The ‘instruments’ used in the auditorium included a range of kitchen equipment, fans and radios.
Now three artists have taken up the challenge of recreating and updating that unique sound, which will form part of the third AV Festival.
The original audience was also involved in the production. Thirty photocells and lights were mounted at ankle level around the performance area, which activated different sounds as the performers moved around. Cage invited the audience to move around freely and many stood near the performance area.
Last night, festival director Honor Harger said: “Variations was not the equivalent of seeing a concert. It’s quite an immersive experience where you are intimately involved in something which felt as much like a film production as a traditional performance.
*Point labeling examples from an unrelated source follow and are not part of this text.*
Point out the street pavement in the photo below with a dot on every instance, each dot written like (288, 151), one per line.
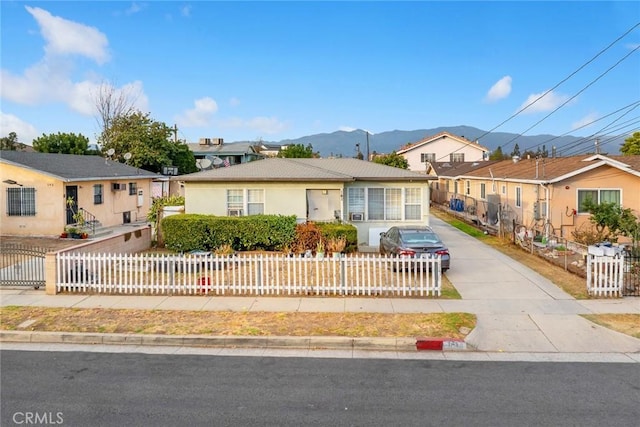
(519, 312)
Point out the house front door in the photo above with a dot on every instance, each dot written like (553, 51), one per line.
(71, 194)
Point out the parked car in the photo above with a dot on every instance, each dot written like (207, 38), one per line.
(414, 242)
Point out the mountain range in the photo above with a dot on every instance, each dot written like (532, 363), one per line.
(347, 143)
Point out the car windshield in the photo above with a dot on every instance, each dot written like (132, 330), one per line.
(413, 237)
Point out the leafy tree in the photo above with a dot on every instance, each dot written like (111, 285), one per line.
(497, 154)
(11, 142)
(297, 151)
(149, 143)
(613, 220)
(63, 143)
(393, 159)
(631, 145)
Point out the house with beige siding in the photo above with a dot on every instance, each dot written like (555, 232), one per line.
(36, 188)
(544, 194)
(443, 147)
(371, 196)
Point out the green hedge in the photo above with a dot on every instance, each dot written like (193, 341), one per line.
(188, 232)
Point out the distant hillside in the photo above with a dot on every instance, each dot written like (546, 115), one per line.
(344, 143)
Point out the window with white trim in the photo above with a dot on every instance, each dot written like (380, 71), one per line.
(598, 196)
(21, 201)
(235, 202)
(427, 157)
(412, 203)
(255, 202)
(456, 157)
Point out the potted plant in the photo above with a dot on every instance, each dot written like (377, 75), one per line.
(336, 245)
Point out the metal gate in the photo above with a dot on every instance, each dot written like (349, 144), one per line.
(22, 265)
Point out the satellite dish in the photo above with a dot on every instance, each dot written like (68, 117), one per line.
(217, 161)
(203, 163)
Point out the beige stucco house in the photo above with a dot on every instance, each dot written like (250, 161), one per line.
(37, 186)
(443, 147)
(543, 194)
(370, 196)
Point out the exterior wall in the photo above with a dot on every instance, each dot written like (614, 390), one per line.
(115, 203)
(442, 147)
(50, 199)
(209, 198)
(50, 217)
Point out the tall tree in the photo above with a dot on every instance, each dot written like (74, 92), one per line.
(149, 143)
(110, 104)
(393, 159)
(297, 151)
(63, 143)
(11, 142)
(631, 145)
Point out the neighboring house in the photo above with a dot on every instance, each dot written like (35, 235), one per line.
(443, 147)
(36, 187)
(368, 195)
(546, 194)
(211, 153)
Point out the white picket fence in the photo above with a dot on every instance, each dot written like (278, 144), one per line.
(605, 275)
(255, 274)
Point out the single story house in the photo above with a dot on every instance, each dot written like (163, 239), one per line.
(37, 188)
(371, 196)
(442, 147)
(547, 194)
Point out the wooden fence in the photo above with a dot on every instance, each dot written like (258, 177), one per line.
(255, 274)
(605, 275)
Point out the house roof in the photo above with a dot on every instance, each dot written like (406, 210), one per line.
(277, 169)
(71, 167)
(549, 170)
(445, 134)
(225, 149)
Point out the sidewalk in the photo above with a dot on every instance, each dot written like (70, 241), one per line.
(518, 310)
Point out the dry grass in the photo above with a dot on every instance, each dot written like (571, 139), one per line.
(175, 322)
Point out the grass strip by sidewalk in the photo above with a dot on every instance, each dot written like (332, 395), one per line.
(228, 323)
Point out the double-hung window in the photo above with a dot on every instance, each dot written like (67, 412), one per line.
(21, 201)
(598, 196)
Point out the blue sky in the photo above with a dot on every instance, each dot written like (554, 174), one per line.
(281, 70)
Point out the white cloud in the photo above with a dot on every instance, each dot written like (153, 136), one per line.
(26, 132)
(549, 102)
(501, 89)
(199, 116)
(586, 121)
(65, 37)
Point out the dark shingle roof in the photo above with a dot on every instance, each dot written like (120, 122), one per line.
(277, 169)
(70, 167)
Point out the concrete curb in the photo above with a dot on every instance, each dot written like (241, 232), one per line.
(308, 343)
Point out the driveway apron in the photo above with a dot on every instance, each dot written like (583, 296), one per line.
(518, 309)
“It has seldom been performed at all. Most of John Cage’s works were meticulously scored. This, unusually, had no score at all. The only guide that people like ourselves have is the technical diagrams which he left, which show the way the stage was arranged and how the various technicalities were constructed.”
The Newcastle upon Tyne experimental music duo :Zoviet*France: and composer Atau Tanaka, who has just taken up the post of chair of digital media at Newcastle University, will perform the piece.
Honor said: “Our challenge is to work out how much of the performance relies on the original list of instruments and how much we update, using contemporary, complimentary technology.
“For example, we’re not constrained by analogue phone lines – we have mobile phones and we have the internet. Part of our creative process is working out how much of the original technology we keep and which bits we update to 2008.”